How to Refinance Your Credit Card Debt

Refinancing credit card debt means paying off your current debt-load with another loan. Refinancing is different than debt negotiation. In debt negotiation or debt settlement, you work with your lenders to reduce the total principal you owe by offering a fast, lump-sum payment. Refinancing means you will still have monthly payments, but they will be to a different lender. The ultimate goal in refinancing is to secure a better debt situation than the one you are currently in. To gain those benefits, you must enter the process carefully.

Step 1: Take an Inventory of All of Your Debt
How much debt do you really have? Do you owe on a car, an appliance, a television or student loans? Take an inventory of all of your debt including all of your credit cards. Often, you will see the biggest results from refinancing if you additionally consolidate your debt. This means you use one loan to pay off all of your debt then work to repay that one loan.  You may have good interest rates on some of your debt, however. Create a statement that reflects which debt you wish to refinance and which you are already receiving a good deal on.
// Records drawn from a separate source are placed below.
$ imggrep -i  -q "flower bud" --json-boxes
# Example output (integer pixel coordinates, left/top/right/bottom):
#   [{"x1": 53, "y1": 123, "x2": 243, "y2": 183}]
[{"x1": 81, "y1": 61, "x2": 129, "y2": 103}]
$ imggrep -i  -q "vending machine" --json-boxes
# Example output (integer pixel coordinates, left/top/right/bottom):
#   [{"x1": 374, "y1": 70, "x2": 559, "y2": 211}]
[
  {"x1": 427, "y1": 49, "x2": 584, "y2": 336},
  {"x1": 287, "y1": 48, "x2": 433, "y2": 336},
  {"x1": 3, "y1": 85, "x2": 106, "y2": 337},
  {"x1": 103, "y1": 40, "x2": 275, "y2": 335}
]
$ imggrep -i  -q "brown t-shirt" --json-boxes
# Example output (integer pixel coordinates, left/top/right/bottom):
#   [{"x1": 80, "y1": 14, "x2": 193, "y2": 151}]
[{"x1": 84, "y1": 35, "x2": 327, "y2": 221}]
Step 2: Determine Your Ability to Pay
Budgeting is key to making any credit card debt refinance work in the long run. Use at least six months of bills to effectively budget all of your income and spending. Determine where you can make cuts in order to pay off the highest possible amount each month. Once you have this number, determine how long it will take you to pay off your existing debt if no interest were applied. Next, consider how long it will take you with a given range of interest rates. For example, use 6%, 10% and 12% interest over 3, 5 and 10 years. What would your monthly payments be? This will help show you what interest rate you should seek.
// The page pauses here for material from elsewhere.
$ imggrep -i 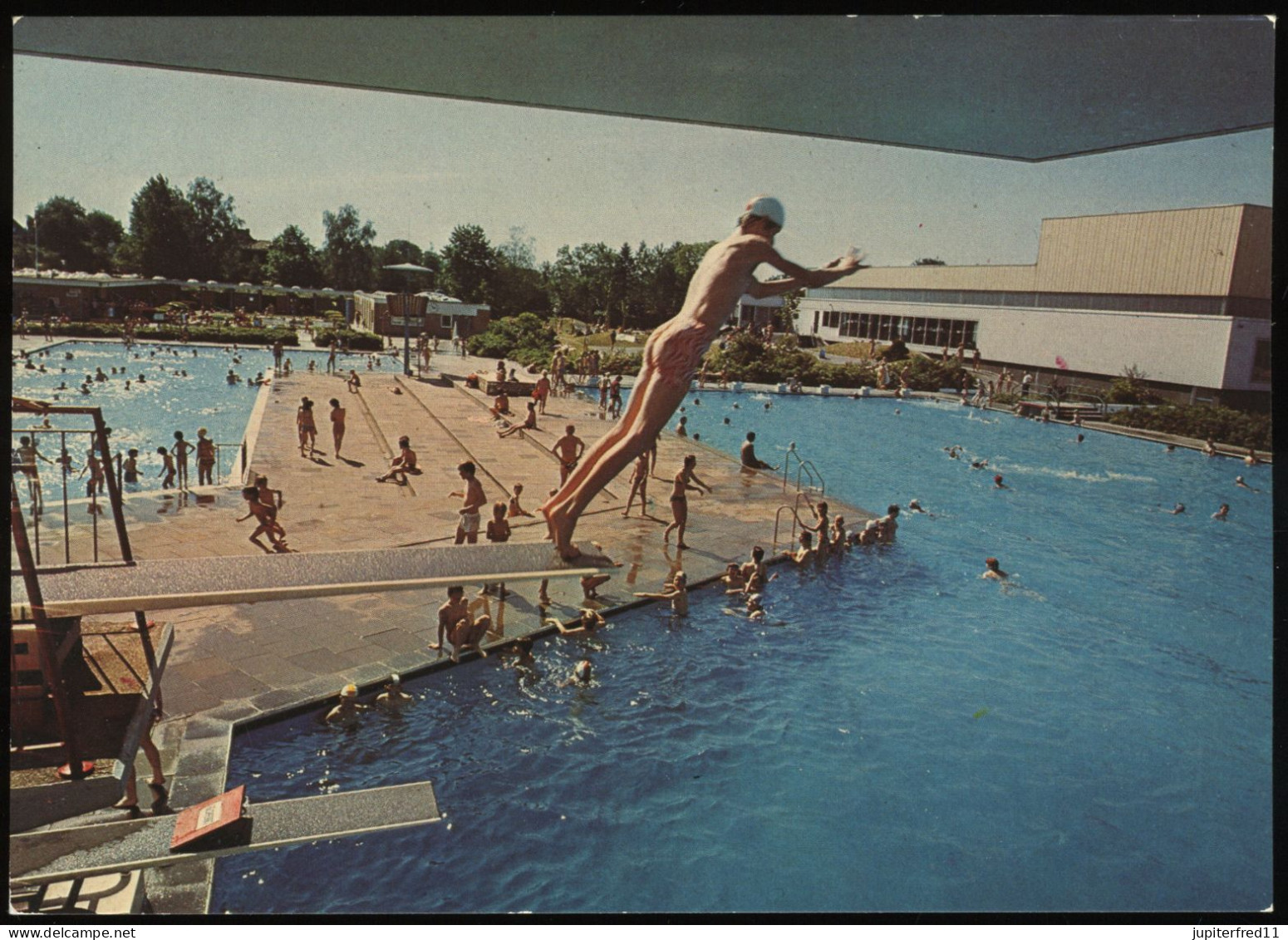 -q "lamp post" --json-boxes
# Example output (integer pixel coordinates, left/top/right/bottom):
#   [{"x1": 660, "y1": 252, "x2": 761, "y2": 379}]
[{"x1": 385, "y1": 263, "x2": 433, "y2": 376}]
Step 3: Discuss Penalties With Your Current Lender
Paying off your current debt in one lump sum may come with penalties. These penalties should be expressed in your initial credit card contract. Speak with your current lender to determine if there are any fees or penalties that apply in your case. These fees will be part of your expense in refinancing your credit card debt.

Step 4: Find a Lender With a Better Alternative
Based on the budget you worked out in Step 2 and the fees you will pay from Step 3, look for an appropriate lender. You may want to start with online lenders because they provide fast quotes without requiring a burdensome process on your end. Approach banks and dedicated lenders to actively seek the best possible rates. No matter where you find your lender, you should protect yourself by scheduling a personal meeting either face to face or over the phone to ask thorough questions. You should additionally check rating's agencies and reviews of that lender. Just because a lender offers low rates does not mean you want to do business with them.
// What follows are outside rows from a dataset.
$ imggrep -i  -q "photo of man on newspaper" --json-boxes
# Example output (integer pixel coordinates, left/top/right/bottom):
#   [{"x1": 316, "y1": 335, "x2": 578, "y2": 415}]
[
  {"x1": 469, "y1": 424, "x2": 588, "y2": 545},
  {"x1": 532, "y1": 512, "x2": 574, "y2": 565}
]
Step 5: Consider All of the Factors
Remember: your interest rate is not the only factor in securing a good loan. You want to make sure there are not excessive fees and penalties for late payments or paying off the debt early. Working with a lender you trust is also an invaluable asset. Creating a level of comfort and understanding will save you stress in the future. It may help to create a wish list which includes everything you want. Use this list to compare lenders and see who offers you the best all-around deal.